I ought to have been ecstatic to be free of the doubled-over agony that preceded my surgery. The operation had been a success, my gallbladder was out, and its massive infection had not killed me. I’d been free of physical pain for a week and was just days away from my final check-in with my surgeon. My recovery, in other words, was well underway, but all I felt was…nothing.

Not happy, not sad. Not relieved, not inspired. I sat in my office and stared at the screen. Nothing. I picked up books, and put them down, too disinterested to read. I watched TV images of refugee mothers and small children fleeing unimaginable horrors, but instead of reacting, I turned off the television.
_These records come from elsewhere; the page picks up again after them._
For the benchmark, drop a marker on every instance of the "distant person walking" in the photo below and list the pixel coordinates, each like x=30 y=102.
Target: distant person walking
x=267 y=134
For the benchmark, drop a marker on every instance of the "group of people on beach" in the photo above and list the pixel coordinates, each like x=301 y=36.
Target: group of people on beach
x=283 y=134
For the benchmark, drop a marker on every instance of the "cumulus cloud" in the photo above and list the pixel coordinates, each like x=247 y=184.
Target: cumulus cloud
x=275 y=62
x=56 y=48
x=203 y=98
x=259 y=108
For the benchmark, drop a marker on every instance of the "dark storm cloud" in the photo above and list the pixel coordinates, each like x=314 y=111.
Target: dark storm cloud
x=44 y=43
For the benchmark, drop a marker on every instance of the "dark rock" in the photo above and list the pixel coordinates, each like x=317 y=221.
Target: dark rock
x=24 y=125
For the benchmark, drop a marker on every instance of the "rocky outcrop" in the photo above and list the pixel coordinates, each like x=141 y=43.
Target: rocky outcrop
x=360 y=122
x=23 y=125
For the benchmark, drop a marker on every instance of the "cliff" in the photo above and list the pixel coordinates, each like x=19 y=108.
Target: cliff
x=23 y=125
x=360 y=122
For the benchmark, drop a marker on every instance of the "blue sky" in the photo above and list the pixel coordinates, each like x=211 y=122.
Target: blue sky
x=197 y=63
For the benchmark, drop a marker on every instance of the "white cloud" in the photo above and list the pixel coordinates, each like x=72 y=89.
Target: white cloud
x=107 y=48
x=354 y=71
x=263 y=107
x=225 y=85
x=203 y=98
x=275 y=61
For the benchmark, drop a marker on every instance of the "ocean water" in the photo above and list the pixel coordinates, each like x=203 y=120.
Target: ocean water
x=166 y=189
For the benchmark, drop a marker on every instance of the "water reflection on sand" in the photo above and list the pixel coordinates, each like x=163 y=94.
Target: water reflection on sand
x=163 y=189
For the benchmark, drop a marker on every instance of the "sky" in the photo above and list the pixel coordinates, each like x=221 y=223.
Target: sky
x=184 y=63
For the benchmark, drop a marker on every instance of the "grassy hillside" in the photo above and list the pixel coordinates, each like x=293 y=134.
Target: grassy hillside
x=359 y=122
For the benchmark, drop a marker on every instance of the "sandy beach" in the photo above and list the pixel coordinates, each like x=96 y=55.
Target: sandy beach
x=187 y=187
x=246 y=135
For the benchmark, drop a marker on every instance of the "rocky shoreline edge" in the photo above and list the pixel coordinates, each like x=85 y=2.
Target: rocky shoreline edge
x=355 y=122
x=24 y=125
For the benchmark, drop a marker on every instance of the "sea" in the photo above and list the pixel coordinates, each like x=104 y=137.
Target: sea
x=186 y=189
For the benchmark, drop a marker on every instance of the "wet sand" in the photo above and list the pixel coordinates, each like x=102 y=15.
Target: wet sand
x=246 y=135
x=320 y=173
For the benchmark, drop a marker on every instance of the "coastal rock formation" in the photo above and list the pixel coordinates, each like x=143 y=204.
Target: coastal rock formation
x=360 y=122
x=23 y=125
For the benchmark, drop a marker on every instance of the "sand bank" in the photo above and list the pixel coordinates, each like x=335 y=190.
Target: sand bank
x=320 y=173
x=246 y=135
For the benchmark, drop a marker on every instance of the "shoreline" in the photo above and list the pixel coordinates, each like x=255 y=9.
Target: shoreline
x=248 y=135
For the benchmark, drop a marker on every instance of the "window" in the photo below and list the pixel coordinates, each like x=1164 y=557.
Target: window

When my husband asked how I felt, the only accurate response was, “Meh.”

I had nothing to say, or even think, much less write. I did dutifully drag myself to my desk, but day after day, nothing came out. Under most other circumstances, I’d have called this writer’s block.
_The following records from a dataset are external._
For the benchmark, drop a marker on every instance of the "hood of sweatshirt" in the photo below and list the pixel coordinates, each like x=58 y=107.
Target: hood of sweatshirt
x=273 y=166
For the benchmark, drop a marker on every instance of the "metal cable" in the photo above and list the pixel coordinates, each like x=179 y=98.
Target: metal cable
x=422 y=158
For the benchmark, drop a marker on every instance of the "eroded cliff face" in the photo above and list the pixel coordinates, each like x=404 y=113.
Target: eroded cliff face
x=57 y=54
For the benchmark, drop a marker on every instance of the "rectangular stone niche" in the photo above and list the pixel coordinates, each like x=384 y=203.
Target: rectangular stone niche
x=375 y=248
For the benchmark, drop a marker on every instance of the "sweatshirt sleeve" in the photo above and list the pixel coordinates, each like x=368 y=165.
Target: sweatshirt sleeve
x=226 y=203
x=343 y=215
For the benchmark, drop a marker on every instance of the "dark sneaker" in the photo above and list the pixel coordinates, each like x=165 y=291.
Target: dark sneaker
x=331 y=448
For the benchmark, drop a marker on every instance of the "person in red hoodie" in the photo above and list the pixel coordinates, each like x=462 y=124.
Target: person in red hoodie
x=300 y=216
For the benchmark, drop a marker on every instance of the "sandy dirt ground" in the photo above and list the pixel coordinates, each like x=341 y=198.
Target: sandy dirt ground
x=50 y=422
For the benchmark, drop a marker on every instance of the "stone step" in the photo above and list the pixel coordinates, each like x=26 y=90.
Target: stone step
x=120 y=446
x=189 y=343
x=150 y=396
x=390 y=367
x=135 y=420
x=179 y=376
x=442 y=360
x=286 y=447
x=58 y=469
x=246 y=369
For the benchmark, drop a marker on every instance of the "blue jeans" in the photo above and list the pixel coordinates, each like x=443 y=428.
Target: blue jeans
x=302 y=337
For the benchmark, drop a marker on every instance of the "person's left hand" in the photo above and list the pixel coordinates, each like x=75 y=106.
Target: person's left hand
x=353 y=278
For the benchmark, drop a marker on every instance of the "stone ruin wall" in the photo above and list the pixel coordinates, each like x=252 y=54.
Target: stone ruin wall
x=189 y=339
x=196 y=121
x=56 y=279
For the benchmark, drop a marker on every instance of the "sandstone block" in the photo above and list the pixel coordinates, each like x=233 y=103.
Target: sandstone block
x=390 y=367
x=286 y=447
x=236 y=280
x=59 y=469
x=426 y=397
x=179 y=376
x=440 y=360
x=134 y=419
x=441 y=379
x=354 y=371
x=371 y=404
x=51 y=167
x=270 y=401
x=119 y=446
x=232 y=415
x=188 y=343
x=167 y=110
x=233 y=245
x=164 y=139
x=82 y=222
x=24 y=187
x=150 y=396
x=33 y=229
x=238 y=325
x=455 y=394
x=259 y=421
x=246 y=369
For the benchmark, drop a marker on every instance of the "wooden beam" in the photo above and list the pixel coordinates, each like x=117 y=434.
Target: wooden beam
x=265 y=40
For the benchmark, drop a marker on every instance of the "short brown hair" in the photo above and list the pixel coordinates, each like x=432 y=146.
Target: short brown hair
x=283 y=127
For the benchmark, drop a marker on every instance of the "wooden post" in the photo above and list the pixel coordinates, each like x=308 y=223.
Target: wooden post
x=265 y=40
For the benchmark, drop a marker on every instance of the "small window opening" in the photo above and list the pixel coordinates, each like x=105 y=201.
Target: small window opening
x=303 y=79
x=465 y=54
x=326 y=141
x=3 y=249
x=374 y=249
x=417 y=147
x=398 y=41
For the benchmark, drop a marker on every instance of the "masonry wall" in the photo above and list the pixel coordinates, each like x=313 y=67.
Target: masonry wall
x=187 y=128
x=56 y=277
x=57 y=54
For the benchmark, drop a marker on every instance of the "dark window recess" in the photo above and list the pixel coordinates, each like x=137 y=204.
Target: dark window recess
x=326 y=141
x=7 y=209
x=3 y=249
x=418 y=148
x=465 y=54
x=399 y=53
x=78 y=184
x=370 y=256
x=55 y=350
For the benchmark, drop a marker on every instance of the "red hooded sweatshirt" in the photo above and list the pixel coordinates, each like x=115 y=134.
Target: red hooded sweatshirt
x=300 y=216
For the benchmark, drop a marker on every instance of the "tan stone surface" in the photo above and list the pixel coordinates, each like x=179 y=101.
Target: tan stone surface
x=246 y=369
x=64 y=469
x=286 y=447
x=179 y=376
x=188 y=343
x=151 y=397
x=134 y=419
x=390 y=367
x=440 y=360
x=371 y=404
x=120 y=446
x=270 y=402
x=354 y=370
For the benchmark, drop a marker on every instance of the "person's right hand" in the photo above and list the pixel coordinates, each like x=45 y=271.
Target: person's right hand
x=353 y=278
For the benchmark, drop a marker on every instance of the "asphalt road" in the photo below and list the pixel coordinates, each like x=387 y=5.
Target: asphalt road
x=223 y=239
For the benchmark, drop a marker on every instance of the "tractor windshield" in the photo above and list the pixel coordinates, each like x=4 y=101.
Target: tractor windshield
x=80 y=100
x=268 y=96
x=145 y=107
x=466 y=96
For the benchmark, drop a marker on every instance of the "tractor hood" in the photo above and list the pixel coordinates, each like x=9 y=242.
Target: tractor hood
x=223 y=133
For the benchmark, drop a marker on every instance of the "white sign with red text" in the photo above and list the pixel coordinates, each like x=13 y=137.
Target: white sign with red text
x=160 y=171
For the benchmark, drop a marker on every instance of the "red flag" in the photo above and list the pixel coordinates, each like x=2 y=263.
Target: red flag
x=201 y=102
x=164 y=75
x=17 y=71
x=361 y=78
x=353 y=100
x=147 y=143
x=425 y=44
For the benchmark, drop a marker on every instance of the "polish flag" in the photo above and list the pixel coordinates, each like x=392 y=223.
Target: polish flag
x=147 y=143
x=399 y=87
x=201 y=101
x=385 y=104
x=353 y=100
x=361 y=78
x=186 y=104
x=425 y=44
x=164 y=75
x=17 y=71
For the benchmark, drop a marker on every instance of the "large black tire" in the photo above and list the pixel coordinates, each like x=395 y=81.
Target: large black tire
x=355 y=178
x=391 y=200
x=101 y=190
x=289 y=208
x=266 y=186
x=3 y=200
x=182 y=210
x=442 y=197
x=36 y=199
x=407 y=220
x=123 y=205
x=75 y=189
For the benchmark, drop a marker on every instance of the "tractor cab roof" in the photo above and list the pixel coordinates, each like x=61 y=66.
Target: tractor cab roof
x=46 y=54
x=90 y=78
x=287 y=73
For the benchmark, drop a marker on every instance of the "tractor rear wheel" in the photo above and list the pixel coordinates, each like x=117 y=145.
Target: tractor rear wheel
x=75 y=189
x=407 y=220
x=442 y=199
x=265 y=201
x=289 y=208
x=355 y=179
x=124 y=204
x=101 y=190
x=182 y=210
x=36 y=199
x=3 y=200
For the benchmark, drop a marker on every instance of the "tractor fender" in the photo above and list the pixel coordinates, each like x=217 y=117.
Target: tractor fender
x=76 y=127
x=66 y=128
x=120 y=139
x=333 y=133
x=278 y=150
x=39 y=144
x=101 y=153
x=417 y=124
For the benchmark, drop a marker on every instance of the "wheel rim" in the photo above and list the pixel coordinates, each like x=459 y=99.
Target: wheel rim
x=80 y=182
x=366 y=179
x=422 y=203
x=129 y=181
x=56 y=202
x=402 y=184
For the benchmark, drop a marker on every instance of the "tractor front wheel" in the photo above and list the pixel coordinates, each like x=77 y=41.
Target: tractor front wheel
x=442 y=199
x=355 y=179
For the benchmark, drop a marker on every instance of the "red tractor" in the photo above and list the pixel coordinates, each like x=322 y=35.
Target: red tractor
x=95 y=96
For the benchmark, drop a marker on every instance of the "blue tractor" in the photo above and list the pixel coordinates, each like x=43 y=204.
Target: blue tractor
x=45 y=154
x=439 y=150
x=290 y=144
But over the years, I’d studied and written enough about psychology to recognize a darker challenge. Mood disorders run in my family, and I’ve dipped into their black pool on more than a few occasions. My teenage depression fueled seven years of anorexia. The beast resurfaced during the near demise of my marriage and again a few years later, as I wrestled with empty nest syndrome. This time, though, the onset had so specifically followed surgery that I suspected a new and different twist to the familiar pattern.

Researchers in Europe and Iran have found that when aspirin is taken along with an antidepressant, patients get more relief from feelings of sadness, hopelessness, guilt, and fatigue than they do when taking the antidepressant alone.
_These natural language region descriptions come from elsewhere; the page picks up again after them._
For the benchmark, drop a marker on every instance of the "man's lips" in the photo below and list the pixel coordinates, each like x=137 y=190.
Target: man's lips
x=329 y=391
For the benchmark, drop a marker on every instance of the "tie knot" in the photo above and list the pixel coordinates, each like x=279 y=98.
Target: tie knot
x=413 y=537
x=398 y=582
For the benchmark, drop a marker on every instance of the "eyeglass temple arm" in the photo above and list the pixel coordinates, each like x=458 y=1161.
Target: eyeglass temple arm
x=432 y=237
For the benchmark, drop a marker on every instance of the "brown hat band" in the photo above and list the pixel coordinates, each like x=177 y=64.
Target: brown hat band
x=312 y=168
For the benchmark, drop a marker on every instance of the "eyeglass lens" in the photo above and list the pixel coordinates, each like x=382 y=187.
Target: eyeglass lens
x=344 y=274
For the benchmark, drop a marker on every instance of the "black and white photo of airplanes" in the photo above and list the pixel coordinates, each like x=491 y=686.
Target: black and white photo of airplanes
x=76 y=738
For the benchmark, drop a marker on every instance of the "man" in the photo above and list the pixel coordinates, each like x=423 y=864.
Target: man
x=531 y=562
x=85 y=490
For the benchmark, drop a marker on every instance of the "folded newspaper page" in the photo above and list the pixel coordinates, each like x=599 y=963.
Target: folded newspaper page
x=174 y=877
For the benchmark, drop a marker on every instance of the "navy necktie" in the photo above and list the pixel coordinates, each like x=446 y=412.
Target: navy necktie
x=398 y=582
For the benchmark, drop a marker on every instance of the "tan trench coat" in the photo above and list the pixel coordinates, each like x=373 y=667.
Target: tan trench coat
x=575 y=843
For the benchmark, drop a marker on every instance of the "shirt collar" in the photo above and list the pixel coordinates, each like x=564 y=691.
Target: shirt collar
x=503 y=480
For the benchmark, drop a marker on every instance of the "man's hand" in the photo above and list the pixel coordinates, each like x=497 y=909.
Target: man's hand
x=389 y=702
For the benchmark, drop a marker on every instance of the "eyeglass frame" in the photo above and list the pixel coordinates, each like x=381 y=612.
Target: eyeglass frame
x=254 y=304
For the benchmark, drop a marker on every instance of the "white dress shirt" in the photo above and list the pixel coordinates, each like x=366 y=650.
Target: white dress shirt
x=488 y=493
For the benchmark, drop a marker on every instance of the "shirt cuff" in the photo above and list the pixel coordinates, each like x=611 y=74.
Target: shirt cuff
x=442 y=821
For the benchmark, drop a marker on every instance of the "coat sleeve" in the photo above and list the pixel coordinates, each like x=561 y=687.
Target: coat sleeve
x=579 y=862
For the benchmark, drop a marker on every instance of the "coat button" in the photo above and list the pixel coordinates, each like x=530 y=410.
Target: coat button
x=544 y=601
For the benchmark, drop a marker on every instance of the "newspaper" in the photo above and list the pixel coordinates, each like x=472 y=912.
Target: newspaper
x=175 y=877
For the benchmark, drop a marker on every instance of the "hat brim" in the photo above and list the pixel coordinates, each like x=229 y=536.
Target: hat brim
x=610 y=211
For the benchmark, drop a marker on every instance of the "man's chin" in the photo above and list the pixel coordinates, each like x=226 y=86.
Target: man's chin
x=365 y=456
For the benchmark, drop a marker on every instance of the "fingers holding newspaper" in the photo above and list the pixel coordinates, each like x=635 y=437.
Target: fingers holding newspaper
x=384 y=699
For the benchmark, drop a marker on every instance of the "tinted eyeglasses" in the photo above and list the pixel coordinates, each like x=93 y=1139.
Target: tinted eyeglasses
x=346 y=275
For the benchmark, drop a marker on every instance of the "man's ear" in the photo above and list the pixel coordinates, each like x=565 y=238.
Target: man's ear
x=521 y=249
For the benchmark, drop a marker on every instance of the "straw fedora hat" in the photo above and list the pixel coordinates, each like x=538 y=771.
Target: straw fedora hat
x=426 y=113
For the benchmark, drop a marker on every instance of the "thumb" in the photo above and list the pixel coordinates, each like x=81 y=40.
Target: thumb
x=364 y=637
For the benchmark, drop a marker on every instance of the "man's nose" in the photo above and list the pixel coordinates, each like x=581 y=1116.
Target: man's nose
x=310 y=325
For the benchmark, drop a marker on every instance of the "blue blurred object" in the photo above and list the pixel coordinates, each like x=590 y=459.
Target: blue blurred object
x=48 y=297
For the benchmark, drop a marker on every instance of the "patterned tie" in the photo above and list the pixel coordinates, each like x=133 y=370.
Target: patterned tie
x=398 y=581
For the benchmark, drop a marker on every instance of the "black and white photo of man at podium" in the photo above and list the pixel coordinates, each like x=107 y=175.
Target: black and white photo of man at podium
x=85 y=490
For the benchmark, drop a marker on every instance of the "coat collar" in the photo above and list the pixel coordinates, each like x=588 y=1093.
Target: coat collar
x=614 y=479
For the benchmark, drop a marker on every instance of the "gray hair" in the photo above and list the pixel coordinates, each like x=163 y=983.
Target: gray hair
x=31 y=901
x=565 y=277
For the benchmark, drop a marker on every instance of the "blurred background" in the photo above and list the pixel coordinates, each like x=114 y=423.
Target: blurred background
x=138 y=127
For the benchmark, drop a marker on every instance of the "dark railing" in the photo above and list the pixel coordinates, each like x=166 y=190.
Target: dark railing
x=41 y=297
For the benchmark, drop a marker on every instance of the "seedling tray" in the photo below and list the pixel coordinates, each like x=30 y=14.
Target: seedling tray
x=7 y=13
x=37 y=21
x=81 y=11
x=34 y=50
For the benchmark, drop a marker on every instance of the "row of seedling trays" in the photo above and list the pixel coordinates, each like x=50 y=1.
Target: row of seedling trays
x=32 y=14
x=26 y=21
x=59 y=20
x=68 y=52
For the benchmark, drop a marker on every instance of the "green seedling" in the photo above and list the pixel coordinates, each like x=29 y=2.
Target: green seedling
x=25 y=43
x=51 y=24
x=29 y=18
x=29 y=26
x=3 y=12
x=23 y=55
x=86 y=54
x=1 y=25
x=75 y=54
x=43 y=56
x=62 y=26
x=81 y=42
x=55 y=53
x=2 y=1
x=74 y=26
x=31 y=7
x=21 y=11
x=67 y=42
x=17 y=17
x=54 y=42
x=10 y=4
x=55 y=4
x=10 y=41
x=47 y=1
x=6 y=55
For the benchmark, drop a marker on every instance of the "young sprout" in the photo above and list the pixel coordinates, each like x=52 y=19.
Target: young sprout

I searched for information about post-operative depression and found several message boards filled with testimonies that echoed my experience. I also read an old essay from Harvard, which acknowledged that, “Physicians are notoriously poor at recognizing depressive symptoms.”

My own surgeon had done a fabulous job of liberating me from my diseased gallbladder, but when I asked about depression at my follow-up meeting, he told me I was just fatigued and could expect to be tired for another three weeks. This reassured me without ringing true. I’ve been tired before but still wanted to write. When depressed, I just don’t care — about anything.

It’s the cytokines, Stupid!

Eventually, the fog did lift. It took several weeks, but the change was both gradual and steady. And as I got back to work and life, I kept wondering why there was this connection between surgery and depression. Nothing I’d found explained that.

Several months later, I raised the question with a group of very smart women, all in their 50s. Every one of them who’d ever had surgery recalled the same period of apathy and despondency during recuperation. So did the women in the group who’d gone through chemo.

And then, bingo! A science writer friend explained that the culprits behind this syndrome are “inflammatory cytokines.” Who knew?

Cytokines, it turns out, are proteins that facilitate communication and interactions between cells. Some trigger an inflammatory response, while other so-called anti-inflammatory cytokines prompt a reduction of inflammation. These little proteins, secreted by cells, flood the body whenever it’s severely stressed. Injury, infection, emotional crisis — and being cut open by a surgeon’s knife — all qualify as severe stress.